Pour le chef de file des opérateurs de la filière, "même si le profil de calibrage a peu évolué dans la plupart des régions, la récolte s’annonce en hausse de 20% par rapport à la dernière campagne". Et la situation pourrait encore évoluer selon les conditions climatiques des semaines à venir, en particulier concernant les zones et variétés tardives. C’est le cas des régions de Taounate, Sefrou et Ouezzane.
Pour le moment, deux des principales régions de production, Fès-Meknès et Marrakech-Safi, affichent une hausse de la récolte, alors que le Nord et Beni-Mellal-Khénifra accusent une baisse. A noter que les deux premières régions totalisent à elles seules 60% de la production globale des olives.
Toutefois, la production des olives de table devrait se replier lors de cette campagne, en raison de la prédominance du petit calibre. Au démarrage de la cueillette des olives vertes destinées à la conserve, les fruits avaient en effet trop souffert des fortes chaleurs qui sévissaient dans les deux principales régions de production.
Actuellement, la cueillette pour la trituration bat son plein depuis le 20 octobre dernier.
Pour Rachid Benali, le rendement en huile d’olive est d’un niveau normal. Il varie entre 16% et 20% selon les régions et les variétés. Et les prix au consommateur final varie entre 45 et 50 DH/litre.
Grande percée
Occupant plus d’un million d’hectares, l’olivier est présent dans la plupart des régions marocaines. En 2019-2020, la production nationale des olives s’était établie à plus de 1,9 million de tonnes. Lors de cette même campagne, la production de l’huile d’olive s’est située à près de 145.000 tonnes, et celle d’olives de table a atteint 130.000 tonnes.
En termes de superficie et pour atteindre la production cible de 2,5 millions de tonnes d’olives, le Contrat programme avait prévu un plan d’extension des plantations et d’amélioration des performances des oliveraies existantes sur une surface de l’ordre de 1,22 million d’hectares à l'horizon 2020. Ce qui a été réalisé à hauteur de 94%, selon les données du ministère de l’Agriculture.

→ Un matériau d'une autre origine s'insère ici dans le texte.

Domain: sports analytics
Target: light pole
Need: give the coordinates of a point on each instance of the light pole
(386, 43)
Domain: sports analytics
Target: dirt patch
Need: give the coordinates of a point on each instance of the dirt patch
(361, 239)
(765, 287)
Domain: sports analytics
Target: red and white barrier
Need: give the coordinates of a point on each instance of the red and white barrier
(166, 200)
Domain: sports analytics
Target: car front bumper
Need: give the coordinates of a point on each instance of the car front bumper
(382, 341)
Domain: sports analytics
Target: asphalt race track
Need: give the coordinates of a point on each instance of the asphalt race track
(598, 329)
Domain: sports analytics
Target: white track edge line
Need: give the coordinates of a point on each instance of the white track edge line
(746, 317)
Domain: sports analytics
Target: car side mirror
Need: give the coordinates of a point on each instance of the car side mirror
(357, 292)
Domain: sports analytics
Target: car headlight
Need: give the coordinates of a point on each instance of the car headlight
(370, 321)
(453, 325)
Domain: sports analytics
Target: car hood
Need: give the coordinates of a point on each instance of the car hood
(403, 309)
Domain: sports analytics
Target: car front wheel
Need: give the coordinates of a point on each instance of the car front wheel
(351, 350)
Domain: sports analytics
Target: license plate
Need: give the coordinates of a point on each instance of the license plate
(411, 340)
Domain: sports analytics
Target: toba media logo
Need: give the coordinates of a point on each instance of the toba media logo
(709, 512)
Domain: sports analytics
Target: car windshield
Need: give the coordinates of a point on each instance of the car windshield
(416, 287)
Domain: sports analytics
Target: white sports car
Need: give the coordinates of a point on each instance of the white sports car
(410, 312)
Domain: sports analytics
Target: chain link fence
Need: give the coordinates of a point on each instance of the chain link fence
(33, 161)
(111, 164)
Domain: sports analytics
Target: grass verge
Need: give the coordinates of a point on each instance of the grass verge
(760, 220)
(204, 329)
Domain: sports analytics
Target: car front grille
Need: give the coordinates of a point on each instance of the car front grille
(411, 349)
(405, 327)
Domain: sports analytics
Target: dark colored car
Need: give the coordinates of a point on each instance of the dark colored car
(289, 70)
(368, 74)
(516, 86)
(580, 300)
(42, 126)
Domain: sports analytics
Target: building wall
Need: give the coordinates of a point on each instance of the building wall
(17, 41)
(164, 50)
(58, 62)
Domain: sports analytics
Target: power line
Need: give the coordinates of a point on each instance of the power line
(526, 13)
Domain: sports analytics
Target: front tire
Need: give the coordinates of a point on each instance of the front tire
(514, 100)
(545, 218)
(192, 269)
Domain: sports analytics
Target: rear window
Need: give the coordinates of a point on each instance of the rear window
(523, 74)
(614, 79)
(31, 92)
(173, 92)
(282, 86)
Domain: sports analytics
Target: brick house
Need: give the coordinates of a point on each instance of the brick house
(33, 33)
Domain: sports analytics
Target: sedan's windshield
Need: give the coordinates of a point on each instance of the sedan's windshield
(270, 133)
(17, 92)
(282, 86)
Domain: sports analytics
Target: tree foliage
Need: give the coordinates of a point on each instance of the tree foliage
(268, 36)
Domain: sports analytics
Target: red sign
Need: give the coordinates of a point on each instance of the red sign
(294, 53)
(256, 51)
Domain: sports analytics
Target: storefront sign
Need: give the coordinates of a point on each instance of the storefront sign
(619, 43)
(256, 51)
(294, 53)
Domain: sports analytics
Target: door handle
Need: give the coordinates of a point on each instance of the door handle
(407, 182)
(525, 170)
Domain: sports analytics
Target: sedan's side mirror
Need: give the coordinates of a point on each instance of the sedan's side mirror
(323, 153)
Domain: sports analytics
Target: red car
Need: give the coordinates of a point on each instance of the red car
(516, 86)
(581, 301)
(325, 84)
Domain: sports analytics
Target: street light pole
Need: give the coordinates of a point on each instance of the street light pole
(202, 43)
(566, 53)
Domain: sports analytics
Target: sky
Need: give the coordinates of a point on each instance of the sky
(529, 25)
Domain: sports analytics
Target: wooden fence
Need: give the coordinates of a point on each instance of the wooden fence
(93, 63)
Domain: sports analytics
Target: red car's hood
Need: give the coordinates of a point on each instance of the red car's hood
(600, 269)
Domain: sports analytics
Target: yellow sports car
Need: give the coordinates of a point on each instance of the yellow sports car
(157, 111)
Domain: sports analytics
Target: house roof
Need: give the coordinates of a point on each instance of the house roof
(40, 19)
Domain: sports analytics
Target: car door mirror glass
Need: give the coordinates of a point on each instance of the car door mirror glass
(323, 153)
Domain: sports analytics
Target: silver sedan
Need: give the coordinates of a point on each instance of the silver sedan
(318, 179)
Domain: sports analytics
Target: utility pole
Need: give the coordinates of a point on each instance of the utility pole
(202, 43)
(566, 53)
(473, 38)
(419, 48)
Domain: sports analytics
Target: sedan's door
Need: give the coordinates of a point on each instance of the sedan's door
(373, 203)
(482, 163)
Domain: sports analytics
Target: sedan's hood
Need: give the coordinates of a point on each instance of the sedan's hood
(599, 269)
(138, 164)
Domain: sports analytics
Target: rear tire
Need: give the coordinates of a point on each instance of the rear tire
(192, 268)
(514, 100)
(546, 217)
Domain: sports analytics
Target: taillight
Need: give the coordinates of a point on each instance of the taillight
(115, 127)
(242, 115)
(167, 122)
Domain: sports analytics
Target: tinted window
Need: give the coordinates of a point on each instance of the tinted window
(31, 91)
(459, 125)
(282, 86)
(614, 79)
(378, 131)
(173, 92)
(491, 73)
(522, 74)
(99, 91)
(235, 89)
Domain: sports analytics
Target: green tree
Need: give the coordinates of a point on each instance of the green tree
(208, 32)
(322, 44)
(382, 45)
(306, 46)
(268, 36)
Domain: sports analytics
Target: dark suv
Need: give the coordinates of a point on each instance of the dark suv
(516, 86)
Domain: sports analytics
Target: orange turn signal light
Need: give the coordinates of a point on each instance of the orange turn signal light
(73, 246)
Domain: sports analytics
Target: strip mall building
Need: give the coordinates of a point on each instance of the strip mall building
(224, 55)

Grâce au plan oléicole, le Maroc s’est imposé au niveau international en se classant 3e pour les ventes des olives de table. En moyenne, l’export porte sur 90.000 à 130.000 tonnes par an, alors que les ventes d’huile d’olive dépassent un peu plus les 31.000 tonnes.
La dynamique de la filière retient l’attention des divers partenaires, y compris la concurrence. Une toute récente étude espagnole place le Maroc au 5e rang des producteurs d’huile d’olive. Elle le crédite ainsi d’un volume de 140.000 tonnes pour cette campagne.
Quoi qu’il en soit, l’oléiculture marocaine demeure une composante fondamentale du secteur agricole. L’olivier constitue la principale filière fruitière cultivée, étant donné qu’elle représente 65% de la sole arboricole nationale.
Ce secteur contribue à hauteur de 5% au PIB agricole et réalise un chiffre d’affaires de l’ordre de 6,6 milliards de DH.
Globalement, la production nationale d’olive est triturée à raison de 65%, alors que 25% est destiné à la conserverie. Le reste étant autoconsommé ou perdu.
La transformation des olives se fait par un secteur moderne composé d’unités industrielles et semi-industrielles, et par une activité traditionnelle constituée de conserveries artisanales et de maâsras. Actuellement, le secteur moderne de transformation des olives compte 364 unités, dont 270 sont spécialisées dans la trituration et le reste dans le traitement des olives de table.